1. A forming system comprising:

a first die assembly having a first die surface;

a second die assembly having a second die surface;

a movable die block having a third die surface; and

a cooling system operatively associated with the first die assembly, the second die assembly and the movable die block,

wherein the first die surface, the second die surface and the third die surface are configured to cooperate to form a die cavity therebetween so as to receive a work piece therein, wherein relative movement between the first die assembly and the second die assembly along a first axis moves the die cavity between an open position and a closed position,

wherein the die block is movable relative to the first die assembly in a direction transverse to the first axis, and

wherein the die block applies a force to the work piece that is predominantly transverse to forces applied to the work piece by the first die assembly and the second die assembly.

2. The forming system of claim 1, wherein the die block applies the force to the work piece that is perpendicular to the forces applied to the work piece by the first die assembly and the second die assembly.

3. The forming system of claim 1, wherein, in the closed position, the first and second die surfaces apply the forces to the work piece in a direction generally corresponding to the first axis.

4. The forming system of claim 1, wherein increased force applied by the third die surface against the work piece increases thermal transfer between the third die surface and the work piece.

5. The forming system of claim 1, wherein the first die assembly, the second die assembly and the movable die block having a cooling structure associated therewith so that the first die surface, the second die surface and the third die surface cool the work piece in contact therewith when the die cavity is closed.

6. The forming system of claim 1, further comprising a biasing device that is configured to enable the movement of the die block relative to the first die assembly.

7. The forming system of claim 6, wherein the biasing device is a gas cylinder spring.

8. The forming system of claim 7, wherein the gas cylinder spring is a nitrogen cylinder spring.

9. The forming system of claim 6, further comprising a cam driver member that is configured to be operatively connected to the biasing device, wherein the biasing device and the cam driver member are configured to enable the movement of the die block relative to the first die assembly.

10. The forming system of claim 9, wherein the cam driver member and the movable die block have cam surfaces that are configured to engage with each other to enable the movement of the die block relative to the first die assembly.

11. The forming system of claim 10, wherein the cam driver member and the movable die block are configured to translate a downward axial force of the cam driver member into a lateral or side applied force on the work piece by the movable die block.

12. The forming system of claim 10, wherein the cam driver member and the movable die block are configured to translate a downward axial force of the movable die block into a lateral or side applied force on the work piece by the movable die block.

13. The forming system of claim 11, wherein the force is translated from the downward axial force to the lateral or side applied force by 90 degrees.

14. The forming system of claim 1, wherein the die cavity is configured to have a shape that corresponds to a final shape of the work piece after a hot forming procedure.
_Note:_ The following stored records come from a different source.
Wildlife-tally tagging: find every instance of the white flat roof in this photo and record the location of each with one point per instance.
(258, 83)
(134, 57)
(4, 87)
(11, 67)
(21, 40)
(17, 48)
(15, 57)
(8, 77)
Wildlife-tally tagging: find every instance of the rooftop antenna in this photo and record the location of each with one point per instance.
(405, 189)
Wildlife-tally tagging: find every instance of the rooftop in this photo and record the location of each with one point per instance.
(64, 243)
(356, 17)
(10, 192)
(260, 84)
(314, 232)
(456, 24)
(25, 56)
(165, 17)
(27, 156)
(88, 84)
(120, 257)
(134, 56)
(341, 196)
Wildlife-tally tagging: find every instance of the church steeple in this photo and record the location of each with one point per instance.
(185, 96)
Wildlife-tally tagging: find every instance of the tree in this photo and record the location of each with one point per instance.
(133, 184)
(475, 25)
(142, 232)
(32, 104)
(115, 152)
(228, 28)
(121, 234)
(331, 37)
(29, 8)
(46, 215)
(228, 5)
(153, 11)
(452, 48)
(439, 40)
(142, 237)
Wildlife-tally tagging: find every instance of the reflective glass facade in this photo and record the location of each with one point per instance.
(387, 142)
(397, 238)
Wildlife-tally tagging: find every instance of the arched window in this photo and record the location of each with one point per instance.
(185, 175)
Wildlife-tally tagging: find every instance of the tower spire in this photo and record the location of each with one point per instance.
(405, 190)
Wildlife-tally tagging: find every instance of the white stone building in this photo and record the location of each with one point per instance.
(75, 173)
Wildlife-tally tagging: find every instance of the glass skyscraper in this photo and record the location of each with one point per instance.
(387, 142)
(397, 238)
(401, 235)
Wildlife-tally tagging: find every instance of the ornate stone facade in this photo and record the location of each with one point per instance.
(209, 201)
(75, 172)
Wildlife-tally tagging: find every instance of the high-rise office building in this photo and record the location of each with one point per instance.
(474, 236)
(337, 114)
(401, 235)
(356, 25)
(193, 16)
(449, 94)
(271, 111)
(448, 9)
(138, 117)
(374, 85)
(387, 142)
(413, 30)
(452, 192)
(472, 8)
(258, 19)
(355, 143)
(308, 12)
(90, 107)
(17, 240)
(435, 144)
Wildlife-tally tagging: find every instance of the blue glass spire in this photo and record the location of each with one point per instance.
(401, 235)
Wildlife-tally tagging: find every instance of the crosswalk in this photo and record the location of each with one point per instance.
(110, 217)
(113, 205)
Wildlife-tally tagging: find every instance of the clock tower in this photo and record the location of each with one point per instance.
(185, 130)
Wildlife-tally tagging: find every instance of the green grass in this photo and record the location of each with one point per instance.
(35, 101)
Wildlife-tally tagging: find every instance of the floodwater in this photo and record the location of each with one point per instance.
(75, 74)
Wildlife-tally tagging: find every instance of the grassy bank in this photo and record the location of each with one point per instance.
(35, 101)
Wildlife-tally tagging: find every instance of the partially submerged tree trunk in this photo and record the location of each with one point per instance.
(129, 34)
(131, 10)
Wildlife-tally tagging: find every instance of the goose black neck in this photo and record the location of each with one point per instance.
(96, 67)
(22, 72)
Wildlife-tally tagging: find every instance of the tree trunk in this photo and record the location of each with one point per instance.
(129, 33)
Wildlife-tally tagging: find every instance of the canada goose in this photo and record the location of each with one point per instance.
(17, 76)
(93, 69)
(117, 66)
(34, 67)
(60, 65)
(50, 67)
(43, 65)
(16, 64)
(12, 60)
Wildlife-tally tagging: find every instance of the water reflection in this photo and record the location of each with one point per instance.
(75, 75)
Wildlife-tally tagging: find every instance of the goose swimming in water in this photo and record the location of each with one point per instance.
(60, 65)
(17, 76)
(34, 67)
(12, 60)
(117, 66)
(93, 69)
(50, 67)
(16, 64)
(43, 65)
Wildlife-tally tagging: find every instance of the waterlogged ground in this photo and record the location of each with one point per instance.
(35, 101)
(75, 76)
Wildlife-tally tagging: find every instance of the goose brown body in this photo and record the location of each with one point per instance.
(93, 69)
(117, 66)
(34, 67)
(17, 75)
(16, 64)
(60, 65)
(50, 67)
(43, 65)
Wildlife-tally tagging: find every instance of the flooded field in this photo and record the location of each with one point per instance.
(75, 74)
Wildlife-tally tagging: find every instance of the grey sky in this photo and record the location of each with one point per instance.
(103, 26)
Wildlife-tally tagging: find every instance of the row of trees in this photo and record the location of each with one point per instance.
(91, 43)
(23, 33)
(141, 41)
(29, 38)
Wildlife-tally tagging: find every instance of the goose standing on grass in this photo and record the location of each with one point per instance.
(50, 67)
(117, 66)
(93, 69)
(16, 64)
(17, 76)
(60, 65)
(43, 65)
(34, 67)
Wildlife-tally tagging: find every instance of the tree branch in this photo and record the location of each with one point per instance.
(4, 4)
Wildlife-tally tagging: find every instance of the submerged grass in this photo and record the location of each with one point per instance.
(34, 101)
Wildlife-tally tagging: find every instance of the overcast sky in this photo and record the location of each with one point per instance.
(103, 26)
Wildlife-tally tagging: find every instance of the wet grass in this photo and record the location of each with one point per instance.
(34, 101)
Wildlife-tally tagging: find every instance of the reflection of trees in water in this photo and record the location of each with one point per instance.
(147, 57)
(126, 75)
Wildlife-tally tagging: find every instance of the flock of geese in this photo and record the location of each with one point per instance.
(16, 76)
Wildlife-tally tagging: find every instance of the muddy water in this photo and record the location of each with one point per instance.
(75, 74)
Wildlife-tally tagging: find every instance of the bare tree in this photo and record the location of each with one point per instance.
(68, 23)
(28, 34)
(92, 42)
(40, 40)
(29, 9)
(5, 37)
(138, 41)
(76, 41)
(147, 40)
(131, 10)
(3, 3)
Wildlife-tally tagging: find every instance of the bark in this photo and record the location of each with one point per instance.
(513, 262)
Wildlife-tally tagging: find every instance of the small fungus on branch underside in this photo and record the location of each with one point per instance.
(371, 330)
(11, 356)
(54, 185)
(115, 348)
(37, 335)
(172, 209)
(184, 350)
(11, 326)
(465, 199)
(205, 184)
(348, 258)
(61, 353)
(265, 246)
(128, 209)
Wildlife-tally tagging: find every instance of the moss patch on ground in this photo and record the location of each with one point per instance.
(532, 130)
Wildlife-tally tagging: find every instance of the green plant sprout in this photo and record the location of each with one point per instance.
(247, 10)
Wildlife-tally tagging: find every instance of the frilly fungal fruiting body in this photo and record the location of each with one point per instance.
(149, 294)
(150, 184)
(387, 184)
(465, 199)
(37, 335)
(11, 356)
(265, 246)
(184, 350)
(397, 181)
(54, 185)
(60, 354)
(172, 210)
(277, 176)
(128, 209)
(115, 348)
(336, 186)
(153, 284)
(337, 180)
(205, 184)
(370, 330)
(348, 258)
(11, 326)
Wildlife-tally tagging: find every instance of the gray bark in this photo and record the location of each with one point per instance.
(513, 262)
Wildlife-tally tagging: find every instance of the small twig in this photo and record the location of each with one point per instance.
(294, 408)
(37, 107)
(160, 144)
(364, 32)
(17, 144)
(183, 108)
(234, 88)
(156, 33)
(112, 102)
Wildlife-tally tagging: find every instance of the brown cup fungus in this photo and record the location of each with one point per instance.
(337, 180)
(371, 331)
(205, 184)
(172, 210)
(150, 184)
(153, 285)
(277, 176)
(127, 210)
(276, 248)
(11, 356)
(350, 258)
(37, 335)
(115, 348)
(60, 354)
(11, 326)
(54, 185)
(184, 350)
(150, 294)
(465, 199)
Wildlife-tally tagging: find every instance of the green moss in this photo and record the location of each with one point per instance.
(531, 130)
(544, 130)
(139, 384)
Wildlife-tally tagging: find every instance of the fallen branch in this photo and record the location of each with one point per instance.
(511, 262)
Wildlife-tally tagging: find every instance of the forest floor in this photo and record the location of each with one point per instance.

15. The forming system of claim 1, wherein the cooling system includes cooling channels formed in the die block, wherein the cooling channels are constructed and arranged to carry a cooling fluid.

16. The forming system of claim 15, wherein the cooling system includes a pressure source for forcing the cooling fluid through the cooling channels.

17. The forming system of claim 1, wherein the first die assembly is an upper die assembly.

18. A method of forming a sheet metal member in a forming system comprising a first die assembly having a first die surface, a second die assembly having a second die surface, a movable die block having a third die surface, and a cooling system operatively associated with the first die assembly, the second die assembly and the movable die block, wherein the first die surface, the second die surface and the third die surface are configured to cooperate to form a die cavity therebetween so as to receive a work piece therein, the method comprising:

moving the first die assembly relative to the second die assembly along a first axis to move the die cavity from an open position to a closed position,

moving the die block relative to the first die assembly in a direction transverse to the first axis, and

applying a force to the work piece with the die block that is predominantly transverse to forces applied to the work piece by the first die assembly and the second die assembly.

19. The method of claim 18, wherein the force applied to the work piece by the die block is perpendicular to the forces applied to the work piece by the first die assembly and the second die assembly.

20. The method of claim 18, wherein the forces applied to the work piece by the first die assembly and the second die assembly are in a direction generally corresponding to the first axis.

21. The method of claim 18, wherein increased force applied by the third die surface against the work piece increases thermal transfer between the third die surface and the work piece.

22. The method of claim 18, wherein the first die surface, the second die surface and the third die surface are configured to cool the work piece in contact therewith when the die cavity is closed.

23. The method of claim 18, wherein the first die assembly is an upper die assembly.